X
Est-ce le Milanais que vous voudriez ressusciter? Mais quel Milanais? Celui des Sforza, des Visconti, de tous ces petits tyrans de Vérone, de Modène, de Parme? Est-ce le Milanais suisse? le Milanais espagnol? le Milanais français ou le Milanais allemand? Proie successive de tous les ambitieux indigènes ou étrangers qui ont dépecé cette magnifique plaine de l'Italie. Mais ce Milanais ne fut jamais que le champ de bataille de l'Italie ou de l'Europe: est-ce ce carnage en permanence que vous songeriez à reconstituer?
XI
Est-ce la république de Gênes? Mais vous l'avez odieusement confisquée vous-mêmes en 1815 pour la jeter dans les mains ouvertes de la maison de Savoie, son éternelle rivale. Cette maison de Savoie, qui n'avait pas la force de conquérir la république de Gênes, a eu le courage de la recevoir du congrès de Vienne, au nom de quoi? Au nom de la légitimité, appelant ainsi légitime toute confiscation nationale à son profit!
Mais, si vous voulez ressusciter Gênes (et ce serait une des plus justes de vos résurrections), rendez-lui donc d'abord son indépendance, rendez-lui donc ses établissements maritimes tout autour de la mer Noire, depuis Caffa jusqu'à Trébizonde! Rendez-lui donc son territoire byzantin et sa Tour des Génois jusque sur la colline de Constantinople! Rendez-lui Candie, Lépante, ses flottes, ses ports, son commerce, ses Doria faisant pencher la victoire et l'empire tantôt du côté de Charles-Quint, tantôt du côté de la France, selon qu'ils passaient d'un vaisseau à l'autre sur les escadres de ces deux rivaux couronnés qui se disputaient l'Italie! Rendez-lui donc la Corse, qu'elle vous vendait naguère comme un gage d'éternelle protection de la France sur sa république presque française!
XII
Vous voyez donc que ressusciter l'Italie antique, à quelque date que vous la preniez de son histoire, est un mot qui n'a aucun sens:
Ni sens historique, puisque l'histoire ne vous montre, depuis l'ancienne Rome, tyrannie sanguinaire du monde, aucune Italie une et agglomérée; ni sens politique, puisqu'il y a eu depuis la chute de l'empire romain autant de politiques diverses et contraires qu'il y a eu de fragments de nationalités distinctes et opposées l'une à l'autre; ni sens national, puisqu'il y a eu, depuis l'extinction de Rome, trente on quarante nationalités vivant comme des polypes d'une vie propre et individuelle dans l'élément général italien.
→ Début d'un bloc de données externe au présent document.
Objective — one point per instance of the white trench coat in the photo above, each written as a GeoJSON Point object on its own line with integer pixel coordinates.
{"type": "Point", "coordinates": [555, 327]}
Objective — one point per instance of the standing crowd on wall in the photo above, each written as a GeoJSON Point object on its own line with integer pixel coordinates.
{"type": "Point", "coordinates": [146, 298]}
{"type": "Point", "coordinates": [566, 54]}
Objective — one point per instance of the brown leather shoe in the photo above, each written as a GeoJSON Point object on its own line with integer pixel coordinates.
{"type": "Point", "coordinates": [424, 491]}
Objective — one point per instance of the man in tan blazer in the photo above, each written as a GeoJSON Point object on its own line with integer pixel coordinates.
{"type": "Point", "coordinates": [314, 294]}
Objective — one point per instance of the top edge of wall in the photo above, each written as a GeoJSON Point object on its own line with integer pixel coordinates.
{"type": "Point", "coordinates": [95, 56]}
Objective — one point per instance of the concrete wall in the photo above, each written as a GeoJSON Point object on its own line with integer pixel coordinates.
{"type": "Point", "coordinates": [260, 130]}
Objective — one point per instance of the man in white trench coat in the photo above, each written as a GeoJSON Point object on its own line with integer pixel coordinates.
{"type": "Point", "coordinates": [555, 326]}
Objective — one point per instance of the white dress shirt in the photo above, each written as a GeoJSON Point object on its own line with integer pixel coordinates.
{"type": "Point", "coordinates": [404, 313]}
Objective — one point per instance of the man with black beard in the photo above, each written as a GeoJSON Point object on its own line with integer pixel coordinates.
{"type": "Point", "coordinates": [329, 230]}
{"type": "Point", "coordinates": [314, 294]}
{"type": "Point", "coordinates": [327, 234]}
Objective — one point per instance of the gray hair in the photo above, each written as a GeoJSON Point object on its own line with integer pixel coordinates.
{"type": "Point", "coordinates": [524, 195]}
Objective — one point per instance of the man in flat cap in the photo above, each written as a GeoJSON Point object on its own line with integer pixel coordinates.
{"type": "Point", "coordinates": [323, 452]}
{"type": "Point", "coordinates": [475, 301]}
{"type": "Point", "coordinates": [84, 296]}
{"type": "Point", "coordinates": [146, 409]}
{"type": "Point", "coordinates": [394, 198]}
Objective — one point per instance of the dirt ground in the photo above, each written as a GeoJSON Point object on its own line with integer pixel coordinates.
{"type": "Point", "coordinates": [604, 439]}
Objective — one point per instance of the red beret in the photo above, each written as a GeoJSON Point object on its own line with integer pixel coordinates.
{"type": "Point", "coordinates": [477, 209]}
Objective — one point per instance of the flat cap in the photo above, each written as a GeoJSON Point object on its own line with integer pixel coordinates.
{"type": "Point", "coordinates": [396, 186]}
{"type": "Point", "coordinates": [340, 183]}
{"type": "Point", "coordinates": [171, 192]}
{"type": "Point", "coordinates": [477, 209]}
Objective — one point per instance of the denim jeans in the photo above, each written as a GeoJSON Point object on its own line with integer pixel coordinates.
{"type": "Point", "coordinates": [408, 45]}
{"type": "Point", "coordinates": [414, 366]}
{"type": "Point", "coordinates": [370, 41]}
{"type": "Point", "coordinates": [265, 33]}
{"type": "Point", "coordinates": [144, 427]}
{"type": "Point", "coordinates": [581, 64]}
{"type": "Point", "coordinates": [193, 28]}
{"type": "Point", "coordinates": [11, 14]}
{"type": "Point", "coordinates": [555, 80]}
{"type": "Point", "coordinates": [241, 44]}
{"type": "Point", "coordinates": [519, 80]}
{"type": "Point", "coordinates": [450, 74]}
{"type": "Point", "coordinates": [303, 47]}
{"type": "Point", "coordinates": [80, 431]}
Mais, en réduisant ces trente petites nationalités en unités plus importantes, il y a eu sept nationalités principales en Italie, savoir: les États de Naples, les États du pape, les États toscans, les États de Modène, les États de Parme, les États de Lombardie, les États de Venise, les États de Gênes, enfin les États mixtes, moitié subalpins, moitié cisalpins, de la maison de Savoie.
La preuve que chacun de ces États a eu sa nationalité et sa vie propre, c'est que chacun a son histoire parfaitement distincte de l'histoire générale de l'Italie; il n'y a point et ne peut pas y avoir une histoire générale de l'Italie.